Looking at the Corona with WISPR on Parker Solar Probe
Released on April 16, 2018
The Wide-Field Imager for Solar Probe, or WISPR, is aboard NASA’s Parker Solar Probe to take images of the solar corona (the Sun’s atmosphere) and inner heliosphere. WISPR’s telescopes will provide white-light images of the solar wind, shocks, solar ejecta and other structures as they approach and pass the spacecraft. Parker Solar Probe is scheduled for launch in July 2018. It will be the first spacecraft ever to fly through the solar corona to investigate the evolution of the solar wind and heating of the solar corona. WISPR does not look directly at the Sun. Its very wide field-of-view extends from 13° away from the center of the Sun to 108° from the Sun.

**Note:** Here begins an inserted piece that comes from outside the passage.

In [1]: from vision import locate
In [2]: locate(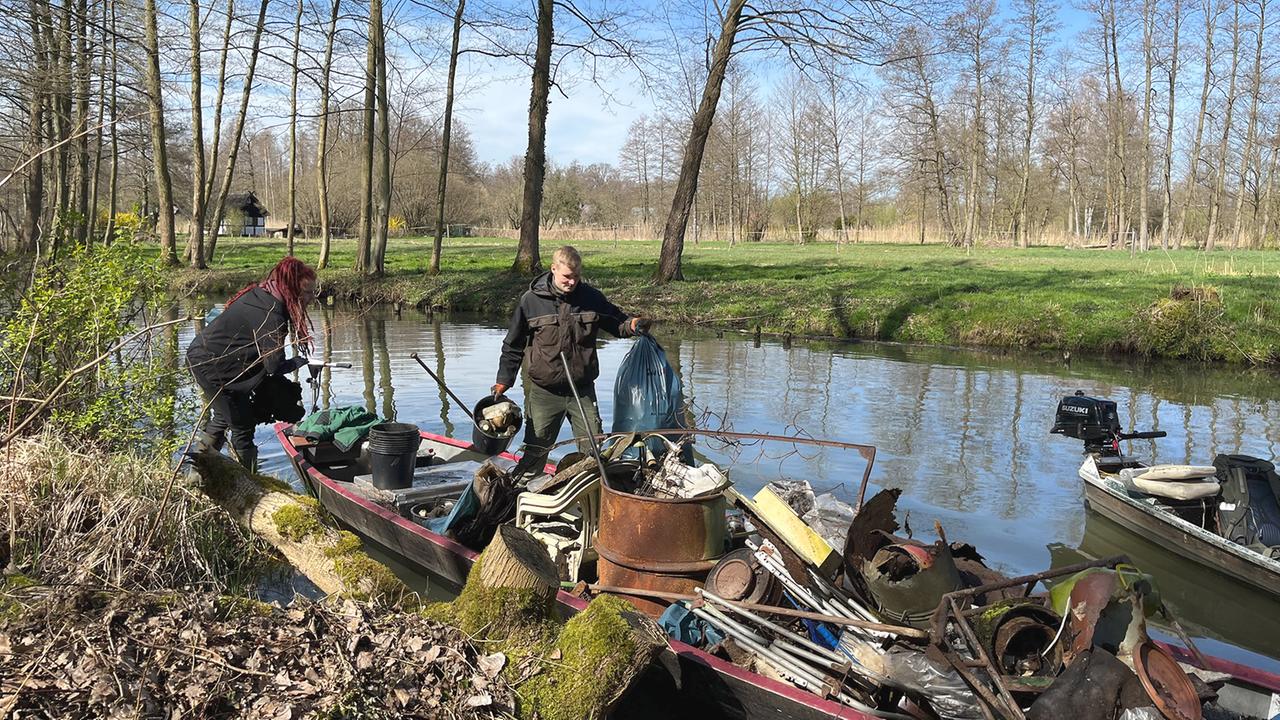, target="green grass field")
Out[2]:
[165,238,1280,364]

This animation shows Parker Solar Probe flying through the solar corona and coronal mass ejections. The fields-of-view of the WISPR telescopes can be seen as the transparent pyramids pointing out the side of the spacecraft.

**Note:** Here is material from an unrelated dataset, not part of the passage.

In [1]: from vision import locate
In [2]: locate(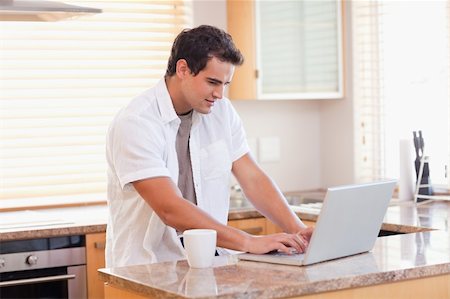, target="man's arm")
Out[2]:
[232,153,312,241]
[133,177,305,253]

This is an animation showing an orbit of Parker Solar Probe in relation to data from NASA’s STEREO mission with the Sun shown to scale in the center of the image. The orbit and data time scales are also the same. STEREO is the same distance away from the Sun as the Earth at 214 solar radii or 93 million miles from the Sun. At closest approach, Parker Solar Probe will fly to 11 solar radii, which is about 4 million miles from the Sun. The fields-of-view of the Wide-field Imager for Solar Probe (WISPR) telescopes can be seen as the transparent pyramids pointing ahead along the orbit. WISpr iis pointed slight away from the Sun to image the corona.
This animation shows the fields-of-view (FOVs) of the two WISPR telescopes superimposed on data from the SECCHI instrument suite on NASA’s STEREO spacecraft. In this date, the Sun is in the center of the two circular coronagraph images. The image on the right is from SECCHI’s inner heliospheric imager. The movie shows how as Parker Solar Probe get closer to the Sun on each orbit, the size of the fields-of-view change. The FOV are scaled properly with respect to the size of the Sun, and the time scales of this change and the SECCHI images are the same.

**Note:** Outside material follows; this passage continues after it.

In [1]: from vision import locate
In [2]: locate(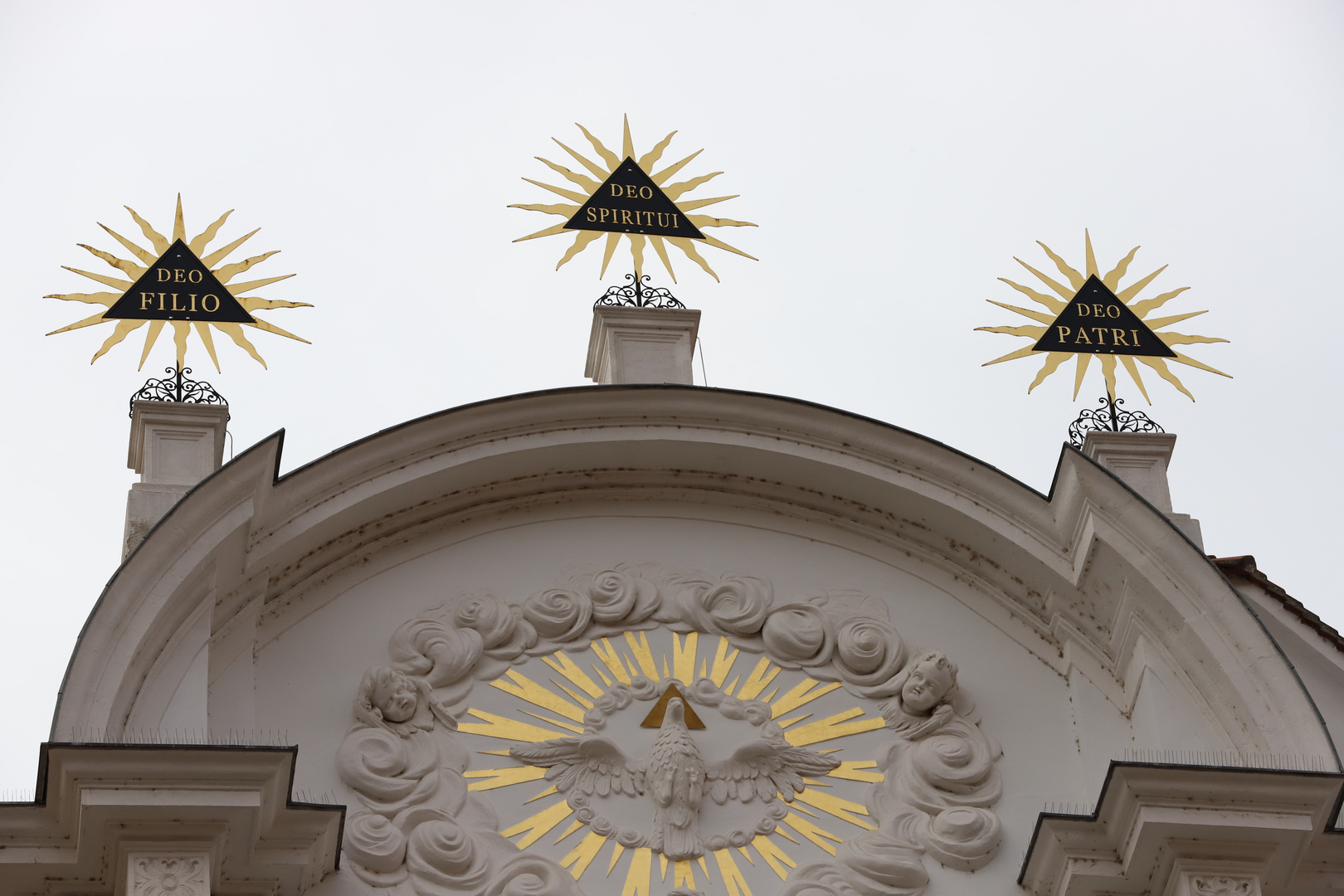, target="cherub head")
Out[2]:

This video shows simulated WISPR observations of small flux ropes moving through a background corona and solar wind. It is based on 3-D density models of flux ropes - magnetic loops that lie in the heart of solar eruptions called coronal mass ejections. The video simulates what Parker Solar Probe will see for about six hours as the spacecraft is passing about 11 solar radii, or 4 million miles, from the Sun’s surface -- the closest approach the spacecraft will make during the mission. The Sun is to the left of the image and the white curves moving in the video show flux ropes being carried out by the solar wind. Scientists will map the movement of flux ropes to determine their origin and measure the speed of the solar wind.
This video shows six days of simulated observations from WISPR on its second orbit as the spacecraft approaches and flies through a highly structured coronal streamer emanating from the Sun. The video starts as the spacecrafts is about 50 solar radii from the Sun; at the end, the spacecraft is about 35 solar radii from the Sun flying through the streamer. Density streamers form at the top of large magnetic structure in the corona that often overlie sunspots and active regions. They are the corona rays that become visible during total solar eclipses.